I had been bitten by dogs. I didn’t like it. I whipped out my trusty nightstick. While I had no intention of bludgeoning a twelve-pound poodle to death, especially in front of ten or fifteen onlookers, it was also not my intent to allow the crazed canine fanged access to my fetlock. Instantly realizing its worthlessness, I pushed all of my police training aside, called upon the hours spent in my youth watching Walt Disney’s Zorro episodes, and began to fence with the perturbed pooch. It thrusted. I parried. It pounced. I retreated. It snarled, I yelled. The crowd, once more fully involved in the incident, began to oooh and aaah, some shouting encouragement to me, others to the dog. The battle raged for what seemed an endless time, and I, because of a now perforated pantleg, was on the verge of shifting my response from Zorro’s technique to something more along the format of Arnold Palmer, when George and the blond lady arrived.


She bolted from her Mustang and, taking sides with the recently dead poodle, joined in the fray. She got in a lick or two, a diamond ring that cost more than my house doing some damage to my right ear, before George managed to lift her off her feet and throw her a short distance away. She was an attractive woman, well dressed and groomed, with a barrage of vocal talent that zoomed from obscene to unintelligible in only a few sentences and, when she charged me the second time, good ‘ol George put her face down in the grass and handcuffed her. The dog, meanwhile, collapsed again.

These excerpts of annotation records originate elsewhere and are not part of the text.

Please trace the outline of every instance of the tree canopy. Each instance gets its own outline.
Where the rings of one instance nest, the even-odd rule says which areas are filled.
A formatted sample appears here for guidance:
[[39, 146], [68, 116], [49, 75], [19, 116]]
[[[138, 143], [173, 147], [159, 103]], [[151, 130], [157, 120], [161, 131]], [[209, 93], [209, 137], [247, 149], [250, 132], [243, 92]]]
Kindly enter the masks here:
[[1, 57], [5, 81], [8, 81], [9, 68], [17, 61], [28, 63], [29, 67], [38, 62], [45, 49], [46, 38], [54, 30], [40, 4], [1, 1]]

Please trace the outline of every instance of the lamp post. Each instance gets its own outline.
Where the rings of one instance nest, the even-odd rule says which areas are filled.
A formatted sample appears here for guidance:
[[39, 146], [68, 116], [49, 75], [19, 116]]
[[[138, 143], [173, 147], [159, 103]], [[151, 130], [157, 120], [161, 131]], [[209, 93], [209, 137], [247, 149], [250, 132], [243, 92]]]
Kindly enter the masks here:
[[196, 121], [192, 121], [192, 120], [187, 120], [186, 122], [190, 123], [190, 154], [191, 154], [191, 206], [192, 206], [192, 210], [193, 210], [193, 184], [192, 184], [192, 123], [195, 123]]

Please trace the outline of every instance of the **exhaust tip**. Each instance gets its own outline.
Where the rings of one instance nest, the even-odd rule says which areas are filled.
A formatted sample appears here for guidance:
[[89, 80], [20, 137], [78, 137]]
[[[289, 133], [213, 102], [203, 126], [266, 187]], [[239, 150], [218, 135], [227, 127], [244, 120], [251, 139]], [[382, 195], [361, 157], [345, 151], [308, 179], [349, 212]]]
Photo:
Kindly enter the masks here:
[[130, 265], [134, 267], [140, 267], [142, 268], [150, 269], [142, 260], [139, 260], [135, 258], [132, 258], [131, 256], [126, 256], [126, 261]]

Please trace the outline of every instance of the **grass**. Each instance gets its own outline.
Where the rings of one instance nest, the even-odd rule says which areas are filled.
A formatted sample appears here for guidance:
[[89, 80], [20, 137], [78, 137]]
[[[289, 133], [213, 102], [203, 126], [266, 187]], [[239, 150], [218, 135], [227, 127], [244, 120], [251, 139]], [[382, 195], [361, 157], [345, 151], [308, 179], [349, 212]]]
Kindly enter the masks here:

I returned the dog to the parkway and sat beside it, talking quietly and stroking its head. A tow-truck was summoned for the Mustang, a sergeant arrived and took George and the lady to the station, and I was left with the pup and the squad car. Presently the pooch again opened its eyes, crawled into my lap and began to shiver. I wrapped the dog in a blanket from the squad car’s trunk took it to a veterinarian, then went to headquarters. By the time I arrived, the lady had some control of herself. Her verbiage had reduced to just swearing and abuse, and she was no longer attacking anyone. I advised her of the situation and the fact that the dog was conscious and that I had taken it to a vet.


Her reply, liberally interspersed with negative assessments of my mother’s sexual habits, my family lineage, and my own proclivities, basically indicated that she had been unjustly used, she most certainly had not been speeding, I had effected attempted murder on her pooch, and that I should be glad I took the canine to a veterinarian because I was a public servant, and she was the blankety-blank public! If I had a problem with that, her attorney would make things even more clear to me. We were fortunate that she was not suing us for the way she’d been so badly mistreated. Meanwhile, she was leaving to go pick up her car, which we had unlawfully impounded! George and I looked at each other.


Speeding, disturbing the peace, battery on a police officer, resisting arrest, and wanton endangerment of a domestic animal.


Servant? I don’t think so.


By the way…the dog recovered nicely, and much sooner that its mistress.